= Richmond Greenway =

Multi-use path in Richmond, California

The Richmond Greenway is a pedestrian and bicycle path in Richmond, California.

==Route==
It runs along what was formerly the right-of-way of the Atchison, Topeka and Santa Fe Railway (formerly the California and Nevada Railroad) parallel to Ohio Avenue, between the end of the Ohlone Greenway adjacent to the intersection of Macdonald and San Pablo Avenues, and Point Richmond.

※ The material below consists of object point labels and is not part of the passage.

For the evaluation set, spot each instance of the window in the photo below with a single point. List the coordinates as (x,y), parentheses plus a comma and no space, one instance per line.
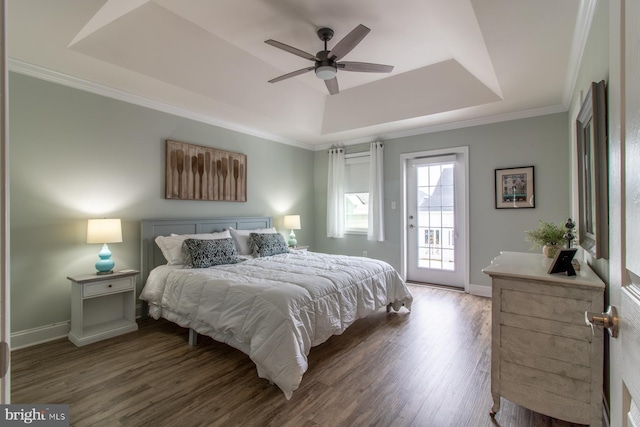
(356,193)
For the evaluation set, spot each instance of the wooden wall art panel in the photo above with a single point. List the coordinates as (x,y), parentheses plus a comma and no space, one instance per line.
(202,173)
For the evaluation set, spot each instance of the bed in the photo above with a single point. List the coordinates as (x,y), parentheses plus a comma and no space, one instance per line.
(273,307)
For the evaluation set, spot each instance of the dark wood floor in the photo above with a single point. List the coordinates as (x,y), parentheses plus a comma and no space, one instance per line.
(425,368)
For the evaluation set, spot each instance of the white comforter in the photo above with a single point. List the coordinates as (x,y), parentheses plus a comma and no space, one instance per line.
(275,308)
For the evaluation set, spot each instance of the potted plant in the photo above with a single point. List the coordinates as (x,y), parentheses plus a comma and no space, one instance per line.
(548,236)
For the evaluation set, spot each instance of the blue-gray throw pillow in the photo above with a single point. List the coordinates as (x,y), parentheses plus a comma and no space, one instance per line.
(268,244)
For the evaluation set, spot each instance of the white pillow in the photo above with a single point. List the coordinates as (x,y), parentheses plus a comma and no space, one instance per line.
(171,246)
(241,238)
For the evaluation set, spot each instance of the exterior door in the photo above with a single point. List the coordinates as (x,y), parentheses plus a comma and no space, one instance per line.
(624,211)
(435,219)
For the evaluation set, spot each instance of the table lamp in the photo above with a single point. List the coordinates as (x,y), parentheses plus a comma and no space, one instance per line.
(104,231)
(292,222)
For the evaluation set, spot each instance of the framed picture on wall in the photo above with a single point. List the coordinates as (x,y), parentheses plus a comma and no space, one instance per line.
(515,188)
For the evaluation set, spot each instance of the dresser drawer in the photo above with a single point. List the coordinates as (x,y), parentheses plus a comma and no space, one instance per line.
(107,287)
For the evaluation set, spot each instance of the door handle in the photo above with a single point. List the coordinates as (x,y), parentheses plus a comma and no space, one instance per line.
(609,320)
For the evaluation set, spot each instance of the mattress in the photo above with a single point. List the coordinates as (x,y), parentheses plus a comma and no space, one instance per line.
(276,308)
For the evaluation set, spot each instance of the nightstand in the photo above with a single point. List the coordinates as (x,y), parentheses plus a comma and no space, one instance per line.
(102,306)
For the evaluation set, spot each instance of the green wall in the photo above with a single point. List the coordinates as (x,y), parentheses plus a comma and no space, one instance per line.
(75,155)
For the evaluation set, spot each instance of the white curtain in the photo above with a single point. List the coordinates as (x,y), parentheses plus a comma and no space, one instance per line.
(376,193)
(335,194)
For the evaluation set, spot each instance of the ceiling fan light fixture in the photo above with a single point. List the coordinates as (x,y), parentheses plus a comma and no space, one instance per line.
(326,72)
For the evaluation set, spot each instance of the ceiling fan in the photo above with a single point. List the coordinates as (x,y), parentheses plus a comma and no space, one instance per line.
(326,61)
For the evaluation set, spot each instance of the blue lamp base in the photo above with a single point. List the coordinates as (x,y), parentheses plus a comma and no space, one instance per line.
(292,239)
(105,263)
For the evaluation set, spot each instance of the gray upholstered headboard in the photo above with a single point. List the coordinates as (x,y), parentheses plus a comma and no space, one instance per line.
(152,228)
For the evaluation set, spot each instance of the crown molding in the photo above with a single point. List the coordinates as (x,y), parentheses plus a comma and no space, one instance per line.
(42,73)
(586,11)
(517,115)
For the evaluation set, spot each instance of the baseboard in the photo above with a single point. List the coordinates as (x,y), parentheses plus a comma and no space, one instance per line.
(35,336)
(31,337)
(480,290)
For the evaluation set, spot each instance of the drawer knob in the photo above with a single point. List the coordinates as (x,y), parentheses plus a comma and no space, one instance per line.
(608,319)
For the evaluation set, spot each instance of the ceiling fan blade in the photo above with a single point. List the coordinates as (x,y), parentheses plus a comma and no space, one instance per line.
(349,41)
(332,85)
(291,74)
(291,49)
(364,67)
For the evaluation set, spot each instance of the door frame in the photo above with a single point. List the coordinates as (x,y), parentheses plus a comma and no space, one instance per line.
(5,381)
(462,151)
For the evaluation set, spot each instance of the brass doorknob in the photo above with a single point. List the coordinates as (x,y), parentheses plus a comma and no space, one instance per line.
(608,319)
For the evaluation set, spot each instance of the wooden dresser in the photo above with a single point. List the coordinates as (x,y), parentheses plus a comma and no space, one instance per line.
(543,355)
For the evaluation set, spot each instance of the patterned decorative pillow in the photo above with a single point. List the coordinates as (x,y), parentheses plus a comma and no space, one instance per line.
(171,246)
(207,253)
(268,244)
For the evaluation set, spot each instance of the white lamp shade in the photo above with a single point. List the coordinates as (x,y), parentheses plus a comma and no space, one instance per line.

There is a connector from the trail to the Macdonald 80 Shopping Center in the North & East neighborhood.

The trail is landscaped with community gardens, native vegetation, daylighted portions of Baxter Creek, and an artificial creek channel used to filter pollution along its frontage.

The western end of the trail connects in Point Richmond with a bikeway through Point Molate and onto the Richmond–San Rafael Bridge. Pedestrian bridges may be added in the future to cross major avenues such as San Pablo Avenue and 23rd Street. An additional side project will add a bike lane/bike trail between the Richmond Greenway and the Ohlone Greenway at Potrero Avenue via 23rd Street, Carlson Boulevard, Cutting Boulevard, and Potrero.

==History==
Beginning in 1904, the Atchison, Topeka and Santa Fe Railway lines carried freight through the city of Richmond. These transit networks enabled much of Richmond's considerable industrial activity. As a result, the Richmond Greenway was host to numerous "environmental hardships."

During the late 1960s Richmond resident Lillie Mae Jones became a Greenway activist, working to turn the right of way of the former Santa Fe Rail Line. She organized community cleanups, created a garden and an animal farm, and took groups of children to the Greenway to teach them about nature and pollution. Ms. Jones's advocacy "made possible the park we enjoy today."

In 2006, an organization called Friends of the Richmond Greenway started organizing community events, advocating for the trail's expansion and helping with maintenance.